= FDR Suite at Adams House, Harvard University =

Rooms occupied by Franklin D. Roosevelt in 1900–1904

The FDR Suite (often abbreviated fdrsuite) is a set of rooms at Adams House, Harvard College, that were occupied by the 32nd president of the United States, Franklin Delano Roosevelt, from 1900 to 1904.

==Background==

In January 1900, 18-year-old Roosevelt and his Groton friend Lathrop Brown engaged rooms in Westmorly Court, (now B-Entry of Adams House). Built in 1898 and designed by the noted architects Warren and Wetmore (who also were responsible for Grand Central Terminal in New York) Westmorly was the newest and most luxurious building on what was called Harvard's Gold Coast, an area of luxury apartments for wealthy University students. The first floor suite chosen by FDR was equipped with all the latest innovations – central steam heat, electricity, a modern "hygienic" bathroom, and contained over 600 sqft of living space spread across four rooms, with 14' ceilings, French doors, and a working fireplace – all this when only a few buildings at the college enjoyed such modern conveniences. The rooms were meticulously decorated in high Edwardian style by FDR's mother Sara Delano Roosevelt and FDR himself, and were used by FDR during his entire four years at Harvard.

After FDR left Harvard, the rooms were occupied by a succession of students until 1961. In June 1961, during Eleanor Roosevelt's visit to the college, the former first lady dedicated a plaque commemorating FDR's time there, and the rooms were converted into a study, officially named "The FDR Suite". After a brief return to student housing in the early 2000s, the rooms were finally set aside in perpetuity with the intention of creating Harvard's first memorial to Franklin Delano Roosevelt.

==The restoration==

Begun in 2008, the restoration of Roosevelt's room consumed 6 years of research and $300,000, and was largely completed in 2014. The effort was led by the Franklin Delano Roosevelt Foundation Inc (formerly: the FDR Suite Foundation, an independent 501(c)3 US public charity led by a group of interested individuals and Harvard alumni who privately raised the capital required to complete the project.

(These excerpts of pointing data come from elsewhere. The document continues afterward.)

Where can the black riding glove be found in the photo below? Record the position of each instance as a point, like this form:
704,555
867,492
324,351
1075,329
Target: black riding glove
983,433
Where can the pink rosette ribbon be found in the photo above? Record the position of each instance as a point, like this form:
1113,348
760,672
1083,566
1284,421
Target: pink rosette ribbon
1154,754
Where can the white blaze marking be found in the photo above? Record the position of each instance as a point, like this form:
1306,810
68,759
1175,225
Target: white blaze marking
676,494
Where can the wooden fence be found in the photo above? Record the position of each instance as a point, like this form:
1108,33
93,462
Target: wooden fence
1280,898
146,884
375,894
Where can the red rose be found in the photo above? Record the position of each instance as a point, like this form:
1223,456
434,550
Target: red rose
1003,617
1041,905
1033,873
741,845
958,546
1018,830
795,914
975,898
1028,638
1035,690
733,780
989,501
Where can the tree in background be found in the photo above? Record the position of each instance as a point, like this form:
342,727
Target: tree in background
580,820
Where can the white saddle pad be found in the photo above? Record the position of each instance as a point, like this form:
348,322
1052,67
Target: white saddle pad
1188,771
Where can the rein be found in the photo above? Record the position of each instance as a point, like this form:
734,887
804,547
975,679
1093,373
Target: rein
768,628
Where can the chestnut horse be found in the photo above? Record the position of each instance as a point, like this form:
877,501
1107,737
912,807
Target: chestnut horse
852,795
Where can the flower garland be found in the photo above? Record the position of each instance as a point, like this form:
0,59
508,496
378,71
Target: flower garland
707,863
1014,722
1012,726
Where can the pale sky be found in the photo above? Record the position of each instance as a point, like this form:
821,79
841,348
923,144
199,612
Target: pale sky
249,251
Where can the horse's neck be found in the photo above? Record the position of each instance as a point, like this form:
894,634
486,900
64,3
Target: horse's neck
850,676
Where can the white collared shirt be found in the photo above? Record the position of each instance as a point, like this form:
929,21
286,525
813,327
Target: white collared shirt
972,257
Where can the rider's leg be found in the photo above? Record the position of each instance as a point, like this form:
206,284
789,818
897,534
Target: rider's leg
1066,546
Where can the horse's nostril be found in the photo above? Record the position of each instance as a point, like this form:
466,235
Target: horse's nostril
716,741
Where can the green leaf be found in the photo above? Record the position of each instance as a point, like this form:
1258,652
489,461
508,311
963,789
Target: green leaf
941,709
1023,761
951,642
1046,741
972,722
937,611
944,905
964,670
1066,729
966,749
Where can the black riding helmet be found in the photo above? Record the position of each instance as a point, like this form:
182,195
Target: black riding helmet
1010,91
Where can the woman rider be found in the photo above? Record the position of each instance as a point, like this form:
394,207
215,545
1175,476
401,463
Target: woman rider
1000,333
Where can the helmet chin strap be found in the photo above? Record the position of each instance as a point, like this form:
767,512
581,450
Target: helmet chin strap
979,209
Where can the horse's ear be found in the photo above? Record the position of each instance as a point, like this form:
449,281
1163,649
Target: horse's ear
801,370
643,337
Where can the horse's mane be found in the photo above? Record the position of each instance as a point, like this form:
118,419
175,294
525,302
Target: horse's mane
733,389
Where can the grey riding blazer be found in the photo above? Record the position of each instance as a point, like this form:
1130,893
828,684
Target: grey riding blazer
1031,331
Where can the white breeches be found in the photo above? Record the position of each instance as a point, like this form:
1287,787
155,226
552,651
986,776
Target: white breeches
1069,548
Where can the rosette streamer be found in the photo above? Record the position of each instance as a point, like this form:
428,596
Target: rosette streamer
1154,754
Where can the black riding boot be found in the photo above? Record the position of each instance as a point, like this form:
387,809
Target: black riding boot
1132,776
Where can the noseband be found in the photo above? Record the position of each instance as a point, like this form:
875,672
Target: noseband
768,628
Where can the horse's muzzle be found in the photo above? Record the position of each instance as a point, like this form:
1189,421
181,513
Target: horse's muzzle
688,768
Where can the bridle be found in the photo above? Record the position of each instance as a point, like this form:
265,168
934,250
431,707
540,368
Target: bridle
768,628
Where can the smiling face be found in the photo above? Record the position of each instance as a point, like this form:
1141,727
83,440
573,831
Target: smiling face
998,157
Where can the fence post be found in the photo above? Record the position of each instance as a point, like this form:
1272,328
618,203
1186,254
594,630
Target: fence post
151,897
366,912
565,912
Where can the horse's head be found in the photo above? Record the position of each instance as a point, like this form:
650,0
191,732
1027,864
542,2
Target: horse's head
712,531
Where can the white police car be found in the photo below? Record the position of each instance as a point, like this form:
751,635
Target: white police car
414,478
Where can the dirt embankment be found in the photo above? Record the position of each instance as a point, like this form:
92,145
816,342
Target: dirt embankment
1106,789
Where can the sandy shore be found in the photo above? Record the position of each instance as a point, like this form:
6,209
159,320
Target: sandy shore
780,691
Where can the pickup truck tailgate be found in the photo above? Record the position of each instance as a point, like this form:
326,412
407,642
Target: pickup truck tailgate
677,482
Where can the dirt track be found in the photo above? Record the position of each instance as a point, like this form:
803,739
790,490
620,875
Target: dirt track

The Suite is fully furnished with examples of period furniture, and contains almost 2000 period objects, much of it rare Harvard ephemera re-assembled in Cambridge from private collections worldwide. The restoration is intended not only to shed new light on the early years of one of the most influential American presidents of the 20th century, but to form one of the most illustrative collections of student life in the Gilded Age life anywhere in the world. The Suite is not open to the general public, but is routinely opened for Harvard students, alumni and affiliates, and maintains an active web presence. The Suite also functions as the physical and spiritual home of the Foundation, which maintains an active presence at the college, sponsoring scholarships under its FDR Global Citizenship Program, and also hosting the programs of the new Franklin Delano Roosevelt Center for Global Engagement, an innovation diplomacy think-tank. The Foundation has also published an illustrated history of Roosevelt, FDR: A Life in Pictures, which features pictures of the Suite.

==See also==
- FDR Presidential Library and Museum http://www.fdrlibrary.marist.edu/
- Adams House

==Primary sources==
- Roosevelt, Franklin D.; Roosevelt, Elliot, ed. FDR: His Personal Letters (4 vol., 1947); volume one covers Roosevelt's years at Groton and Harvard; pg 371 gives a physical description of the Suite, and includes Roosevelt's own drawing of the floor plan; subsequent letters describe the rooms' decor and furnishing.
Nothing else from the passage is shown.